E’ l’occasione per misurare l’effetto del successo su un regista alle soglie dei quarant’anni. Oltre che per calcolare la distanza tra un libro rivoluzionario uscito nel 1974, e un film ripiegato sul melodramma, con abiti e colori che sembrano usciti dalla tavolozza di Douglas Sirk. C’è anche un tappeto di foglie cadute, per far passeggiare i due fidanzatini, ben intonate al colore degli abiti. Abbiamo capito che si amano, e lei è incinta, ma siccome conosciamo anche l’arrabbiato James Baldwin sappiamo che l’idillio non durerà. Rimane fissa la tavolozza dei colori, estesa alle tappezzerie e a certi stampati ricercatissimi: il regista li ha scelti e inquadrati con cura, notarli non è segno di cinismo bensì di rispetto per il lavoro altrui.
Voce fuori campo, purtroppo. Il difetto numero uno quando si adattano i romanzi. Tornerà e tornerà. Tish (l’attrice KiKi Layne) racconta che con Fonny (l’attore Stephan James) si conoscono da quando facevano il bagnetto insieme. La famiglia di lei festeggia il pupo in arrivo, la famiglia di lui un po’ meno. Sappiamo che Fonny è stato ingiustamente accusato di stupro, e che le giurie sono prevenute contro i neri (ma la coppia si trova un loft dove vivere, e lui comincia a fare sculture, bruttine in verità ma è il suo modo di esprimersi). La regia del miracolato Barry Jenkins – francamente, l’Oscar era un po’ troppo, anche se tra i candidati non ci fosse stato “La La Land” di Damien Chazelle – indugia su tutto. Riunioni familiari e prima notte insieme: delicata, romantica, assai poco realistica per due ventenni (anche quando le lezioni non arrivavano da YouPorn). Piacerà, farà versare lacrime, avrà un grande avvenire nelle scuole.
Il messaggio educativo vince sul cinema anche in “La diseducazione di Cameron Post” di Desiree Akhavan, regista americana di origini iraniane (nelle sale a fine ottobre). “Rieducazione” forse era un titolo pochino più invitante, per la storia di una ragazza – Chloë Moretz, bravissima come sempre, gli altri attori spariscono – mandata in una comunità religiosa che rieduca gay e lesbiche. Una serie di obbrobri, preghiere, condizionamenti, gruppi di supporto, attorno a una trama ridotta al minimo. Siamo chiamati a deplorare, e deploriamo (senza troppo entusiasmo per il cinema educativo).
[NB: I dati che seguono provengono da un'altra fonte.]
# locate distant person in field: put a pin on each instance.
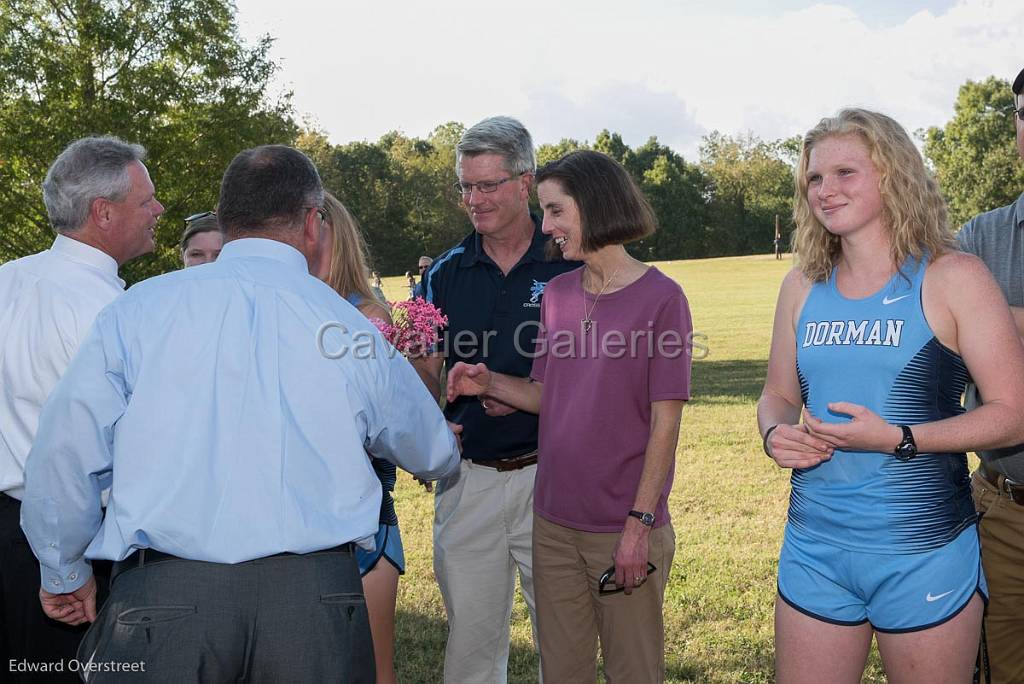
(202, 239)
(609, 426)
(344, 268)
(491, 287)
(876, 334)
(424, 264)
(377, 287)
(411, 283)
(997, 485)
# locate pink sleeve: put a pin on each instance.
(541, 359)
(669, 372)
Timothée Chalamet ha dichiarato che non intende passare il resto della sua vita a rilasciare autografi su pesche mature (chi ha visto “Chiamami con il tuo nome” di Luca Guadagnino capirà). In “Beautiful Boy” di Felix Van Groeningen – già regista dello strappacuore “Alabama Monroe” – fa il figlio drogato di Steve Carrell. Smette, ricomincia, smette di nuovo, ricomincia senza altri apparenti motivi che “mi fa stare bene”.
Per un po’ di allegria, finalmente, c’era alla Festa di Roma l’ultimo film con Robert Redford, gentiluomo rapinatore di banche in “The Old Man & the Gun”, scritto e diretto da David Lowery. La vera storia di Forest Tucker, molte volte arrestato e molte volte scappato dal carcere, scavando tunnel o buttandosi nel cassone della biancheria sporca. Piccolo ruolo di Tom Waits, che fa sempre notizia.